In these two cases each student is correct.
Proof that there is no choice in the averages.
All students cannot score the same mark as then all three averages are the same, which is inconsistent with Tyler's position.
Sadia cannot then choose arithmetic mean, as this must be less than the maximum if all scores are not the same.
If Sadia chose the median then the median must be the maximum. If this is the case then at least half of the values equal the median, in which case Joseph must choose the arithmetic mean. However, this means that someone scores the mean, median and mode, which is inconsistent with Tyler's position. Therefore Sadia cannot choose the median.
Thus, if all three are to be simultaneously correct Sadia must always choose the mode, which must equal the highest score.

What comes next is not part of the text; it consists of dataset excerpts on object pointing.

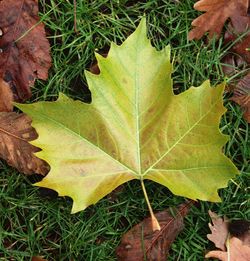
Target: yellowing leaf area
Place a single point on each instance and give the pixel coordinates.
(135, 128)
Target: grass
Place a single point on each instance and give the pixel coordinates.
(34, 224)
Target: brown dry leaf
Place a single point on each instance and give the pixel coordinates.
(237, 252)
(219, 229)
(217, 12)
(141, 241)
(38, 258)
(242, 96)
(238, 26)
(24, 49)
(6, 97)
(15, 134)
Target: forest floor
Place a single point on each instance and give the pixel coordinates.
(36, 222)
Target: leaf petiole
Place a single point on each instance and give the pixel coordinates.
(155, 223)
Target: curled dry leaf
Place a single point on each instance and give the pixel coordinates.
(142, 242)
(219, 229)
(15, 134)
(242, 95)
(24, 49)
(217, 12)
(238, 26)
(237, 252)
(38, 258)
(6, 97)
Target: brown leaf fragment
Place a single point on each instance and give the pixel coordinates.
(15, 134)
(38, 258)
(217, 12)
(141, 242)
(6, 97)
(219, 229)
(238, 26)
(24, 49)
(241, 96)
(237, 251)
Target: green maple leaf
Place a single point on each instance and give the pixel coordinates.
(135, 128)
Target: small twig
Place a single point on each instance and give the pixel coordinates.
(155, 223)
(75, 25)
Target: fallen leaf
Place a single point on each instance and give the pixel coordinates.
(217, 12)
(38, 258)
(238, 26)
(6, 97)
(219, 229)
(15, 134)
(241, 95)
(135, 128)
(24, 49)
(237, 252)
(240, 229)
(142, 243)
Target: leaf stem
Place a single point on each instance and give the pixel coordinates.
(155, 223)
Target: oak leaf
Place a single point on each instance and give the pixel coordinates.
(217, 12)
(142, 243)
(24, 49)
(135, 128)
(15, 134)
(241, 95)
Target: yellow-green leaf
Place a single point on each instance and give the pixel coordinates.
(135, 128)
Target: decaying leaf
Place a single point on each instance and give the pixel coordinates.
(38, 258)
(219, 229)
(15, 134)
(135, 128)
(238, 26)
(24, 49)
(142, 243)
(237, 251)
(217, 12)
(242, 95)
(6, 97)
(231, 237)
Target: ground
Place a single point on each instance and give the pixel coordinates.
(32, 223)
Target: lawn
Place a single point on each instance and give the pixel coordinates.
(36, 222)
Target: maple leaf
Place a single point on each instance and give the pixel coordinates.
(219, 230)
(237, 252)
(242, 95)
(217, 12)
(141, 241)
(24, 49)
(135, 128)
(15, 134)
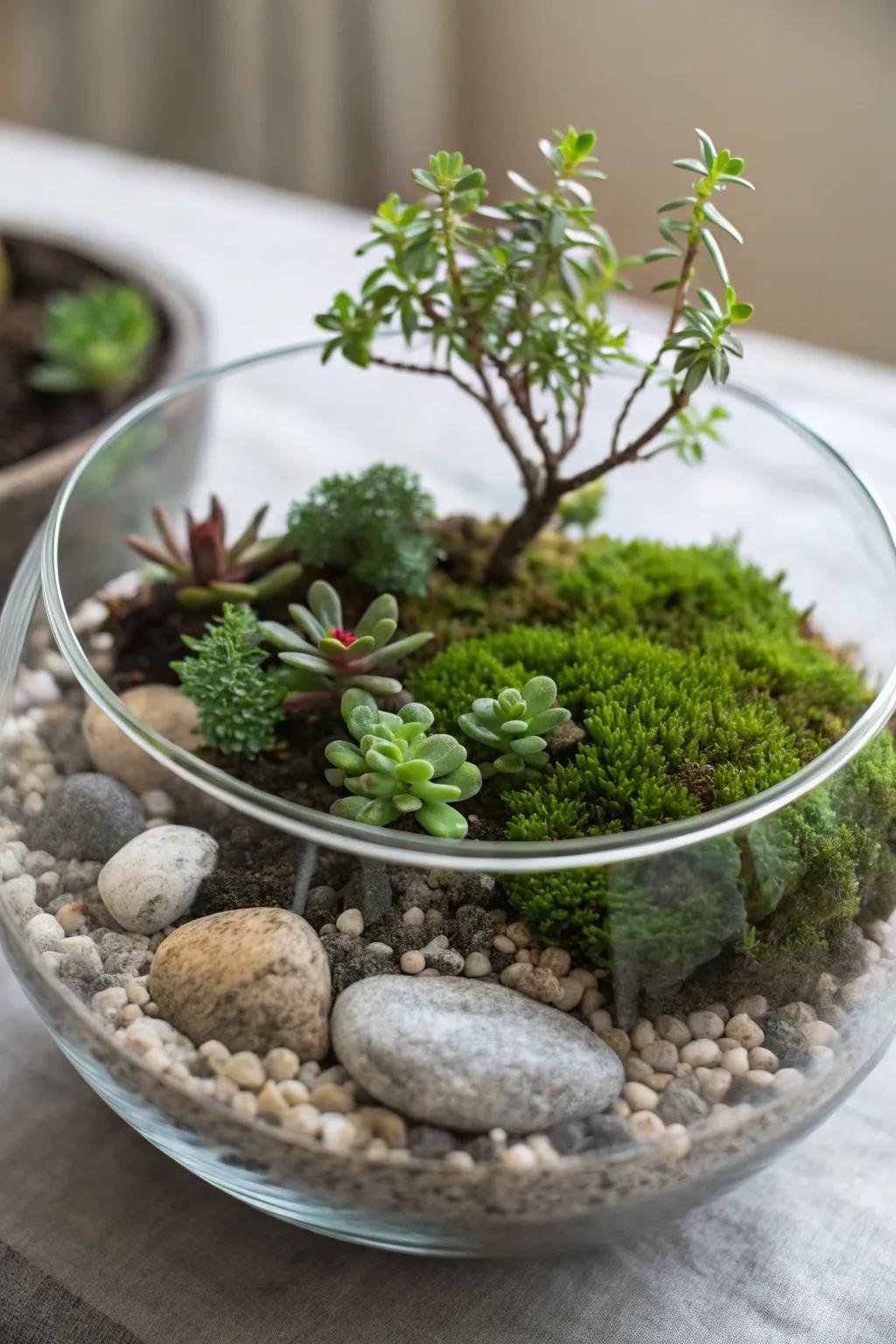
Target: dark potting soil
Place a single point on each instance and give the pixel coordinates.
(32, 421)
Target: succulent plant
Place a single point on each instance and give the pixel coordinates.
(514, 726)
(398, 767)
(328, 659)
(95, 340)
(207, 570)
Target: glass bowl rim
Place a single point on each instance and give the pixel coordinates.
(421, 850)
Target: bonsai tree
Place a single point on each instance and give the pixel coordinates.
(512, 303)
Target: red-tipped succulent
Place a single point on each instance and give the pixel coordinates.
(208, 571)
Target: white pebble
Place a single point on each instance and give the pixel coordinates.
(757, 1005)
(700, 1054)
(676, 1141)
(281, 1063)
(477, 965)
(293, 1092)
(713, 1082)
(662, 1055)
(246, 1068)
(735, 1060)
(645, 1126)
(760, 1078)
(601, 1022)
(413, 962)
(705, 1025)
(245, 1103)
(351, 922)
(642, 1033)
(762, 1058)
(45, 932)
(640, 1097)
(519, 1158)
(745, 1031)
(270, 1100)
(338, 1133)
(798, 1013)
(556, 960)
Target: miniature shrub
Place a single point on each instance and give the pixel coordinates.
(240, 704)
(371, 526)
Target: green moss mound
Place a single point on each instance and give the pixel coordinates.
(697, 684)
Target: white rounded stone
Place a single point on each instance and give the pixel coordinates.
(155, 878)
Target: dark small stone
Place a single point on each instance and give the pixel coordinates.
(472, 930)
(571, 1136)
(88, 816)
(607, 1130)
(430, 1141)
(682, 1106)
(321, 906)
(785, 1040)
(481, 1148)
(368, 890)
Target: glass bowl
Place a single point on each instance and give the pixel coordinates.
(273, 425)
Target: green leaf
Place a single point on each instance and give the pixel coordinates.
(539, 694)
(346, 757)
(442, 820)
(444, 752)
(373, 812)
(719, 220)
(522, 183)
(414, 772)
(326, 604)
(708, 148)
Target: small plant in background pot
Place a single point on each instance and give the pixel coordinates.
(98, 340)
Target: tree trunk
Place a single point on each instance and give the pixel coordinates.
(516, 536)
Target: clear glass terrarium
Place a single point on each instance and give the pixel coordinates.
(274, 425)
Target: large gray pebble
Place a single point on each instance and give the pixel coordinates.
(89, 816)
(471, 1055)
(153, 880)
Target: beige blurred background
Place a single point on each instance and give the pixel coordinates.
(338, 98)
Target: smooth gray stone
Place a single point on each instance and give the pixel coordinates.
(468, 1055)
(88, 816)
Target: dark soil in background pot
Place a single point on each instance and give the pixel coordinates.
(32, 421)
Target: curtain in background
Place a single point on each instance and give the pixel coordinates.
(338, 98)
(329, 97)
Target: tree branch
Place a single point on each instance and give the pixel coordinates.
(682, 293)
(632, 452)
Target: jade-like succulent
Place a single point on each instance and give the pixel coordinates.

Thus, neither Joseph nor Tyler can then choose the mode, and they clearly cannot choose the same average.
Thus we have two cases:
1) Joseph chooses arithmetic mean and Tyler the median.

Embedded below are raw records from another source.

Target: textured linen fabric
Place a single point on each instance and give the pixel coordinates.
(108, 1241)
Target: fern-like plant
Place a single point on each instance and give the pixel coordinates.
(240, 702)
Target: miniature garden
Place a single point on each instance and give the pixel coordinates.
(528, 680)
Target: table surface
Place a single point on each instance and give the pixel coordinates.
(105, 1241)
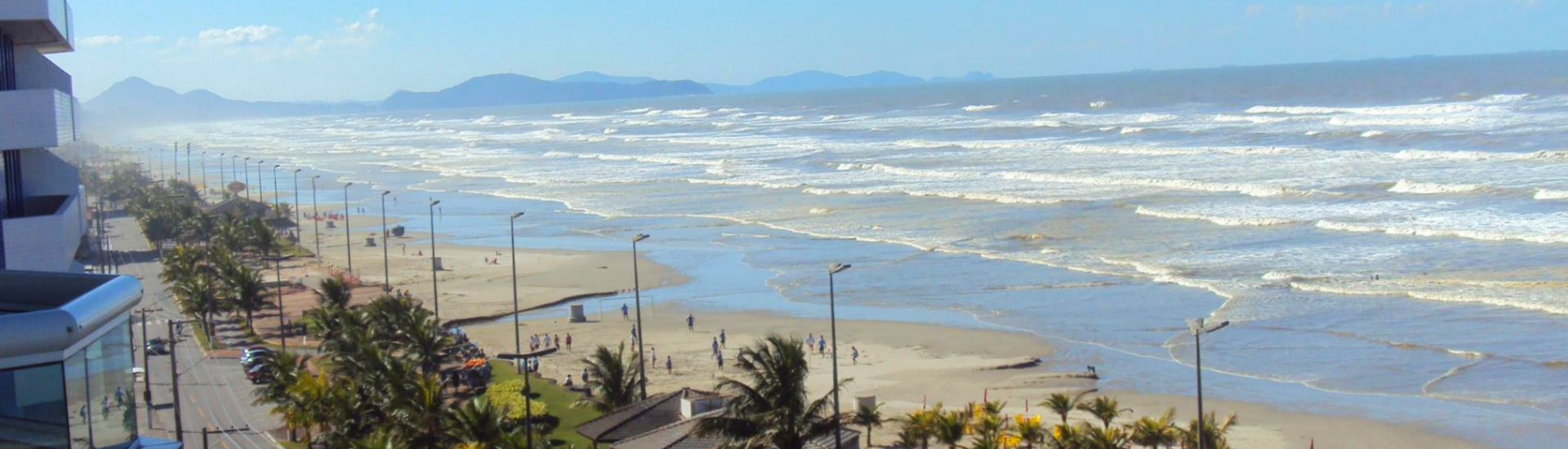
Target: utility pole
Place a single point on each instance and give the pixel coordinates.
(175, 380)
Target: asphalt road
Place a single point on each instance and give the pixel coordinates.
(214, 389)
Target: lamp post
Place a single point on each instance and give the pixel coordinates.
(642, 333)
(247, 168)
(298, 209)
(434, 283)
(386, 261)
(278, 273)
(1198, 328)
(315, 212)
(349, 236)
(516, 331)
(833, 328)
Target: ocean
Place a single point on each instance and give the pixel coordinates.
(1387, 238)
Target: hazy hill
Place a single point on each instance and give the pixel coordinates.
(136, 102)
(601, 78)
(518, 90)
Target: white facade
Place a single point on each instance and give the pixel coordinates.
(42, 219)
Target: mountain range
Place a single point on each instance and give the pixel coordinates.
(140, 102)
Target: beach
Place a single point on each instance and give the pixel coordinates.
(908, 367)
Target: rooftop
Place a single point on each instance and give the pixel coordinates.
(44, 314)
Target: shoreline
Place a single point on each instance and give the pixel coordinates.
(908, 367)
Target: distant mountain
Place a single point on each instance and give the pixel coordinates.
(966, 78)
(140, 102)
(519, 90)
(809, 81)
(601, 78)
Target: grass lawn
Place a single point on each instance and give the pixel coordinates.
(560, 406)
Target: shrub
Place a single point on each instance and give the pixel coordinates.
(509, 398)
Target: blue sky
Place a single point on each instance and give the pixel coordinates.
(349, 49)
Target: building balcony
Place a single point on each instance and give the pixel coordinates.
(46, 238)
(37, 118)
(39, 24)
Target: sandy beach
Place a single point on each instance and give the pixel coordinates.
(911, 365)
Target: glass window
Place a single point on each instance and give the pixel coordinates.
(99, 393)
(32, 407)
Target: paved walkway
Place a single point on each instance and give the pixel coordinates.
(214, 389)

2) Joseph chooses median and Tyler chooses arithmetic mean.
The median is always an achieved score for an odd number of students.

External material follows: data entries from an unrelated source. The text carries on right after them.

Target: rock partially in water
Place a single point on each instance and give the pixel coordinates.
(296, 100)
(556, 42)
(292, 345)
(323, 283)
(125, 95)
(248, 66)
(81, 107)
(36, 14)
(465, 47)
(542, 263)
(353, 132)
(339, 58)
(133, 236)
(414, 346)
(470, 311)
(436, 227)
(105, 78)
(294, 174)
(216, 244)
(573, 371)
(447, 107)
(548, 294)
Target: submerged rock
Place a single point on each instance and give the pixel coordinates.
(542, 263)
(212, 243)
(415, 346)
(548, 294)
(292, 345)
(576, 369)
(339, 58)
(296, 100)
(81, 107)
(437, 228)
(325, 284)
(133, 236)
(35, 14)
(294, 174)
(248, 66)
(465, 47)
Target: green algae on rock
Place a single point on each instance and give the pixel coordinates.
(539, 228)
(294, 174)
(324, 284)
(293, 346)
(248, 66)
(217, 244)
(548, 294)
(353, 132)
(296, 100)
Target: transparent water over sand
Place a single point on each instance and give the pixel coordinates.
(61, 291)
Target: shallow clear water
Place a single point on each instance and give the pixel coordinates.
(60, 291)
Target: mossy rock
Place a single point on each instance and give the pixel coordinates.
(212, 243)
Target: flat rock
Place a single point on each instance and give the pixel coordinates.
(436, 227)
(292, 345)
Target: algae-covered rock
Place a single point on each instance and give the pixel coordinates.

Thus, if we have an odd number of students we must select case 2) to have a chance of satisfying Tyler. In this case the median must be unique to satisfy Joseph.
If we have an even number of students Joseph cannot choose the median: the median is only an achieved score for an even number of students if more than one student scores the median mark.
Thus, if we have an even number of students we must select case 1) to have a chance of satisfying Joseph. In this case the median must not be an achieved score to satisfy Tyler.
Note: This does not prove that the conditions can in fact be simultaneously met for various numbers of students; merely that there is no choice IF it is met.
Teachers' Resources
Why do this problem?
This problem encourages students to think very carefully about the definitions of mean, median and mode and how they relate to one another. It follows on from some of the ideas raised in Statistical Shorts and Stats Statements.
Possible approach
Share the problem in stages, starting with the format of the test. Have students work out possible scores and deal with any misconceptions about scoring.
Then examine each of the students' statements in turn and discuss how it might be possible for the statement to be true (or why it might not be possible) for each of the possible averages. The issue of even numbers of scores and odd numbers of scores in relation to the median should arise naturally. It may be preferable for these discussions to take place in pairs or small groups to ensure all students reach conclusions independently with fully formed reasoning rather than just accepting a statement made by someone else.
After some initial thinking time about the requirements, it should be possible for students to construct sets of scores which meet the criteria individually or in pairs. They might then swap these sets of scores with another pair who can check whether the conditions are met and by which choice of average for each student named in the problem.
Key questions
Is it possible for "Nobody to have scored the average mark" if the average is the
- mean
- median
- mode?
If it is possible, do any other conditions need to be met?
Is it possible for "Nobody to have scored higher than the average mark" if the average is the
- mean
- median
- mode?
If it is possible, do any other conditions need to be met?
Is it possible for "Only one person to score the average mark" if the average is the
- mean
- median
- mode?
If it is possible, do any other conditions need to be met?
Possible support
If students are struggling with constructing actual sets of scores, they could be encouraged to use as few scores as possible. Three students are named in the problem, so there must be at least three scores. But having only three scores will imply that the mode and the median are the same, which will limit their options if not make it impossible to fulfil the requirements. (They don't need to prove that at this stage, but could be directed towards more than three scores, so ideally four and five as even and odd cases.)
They can also be encourgaed to start with the top scores and work down, which helps when attempting to meet Sadia's requirement.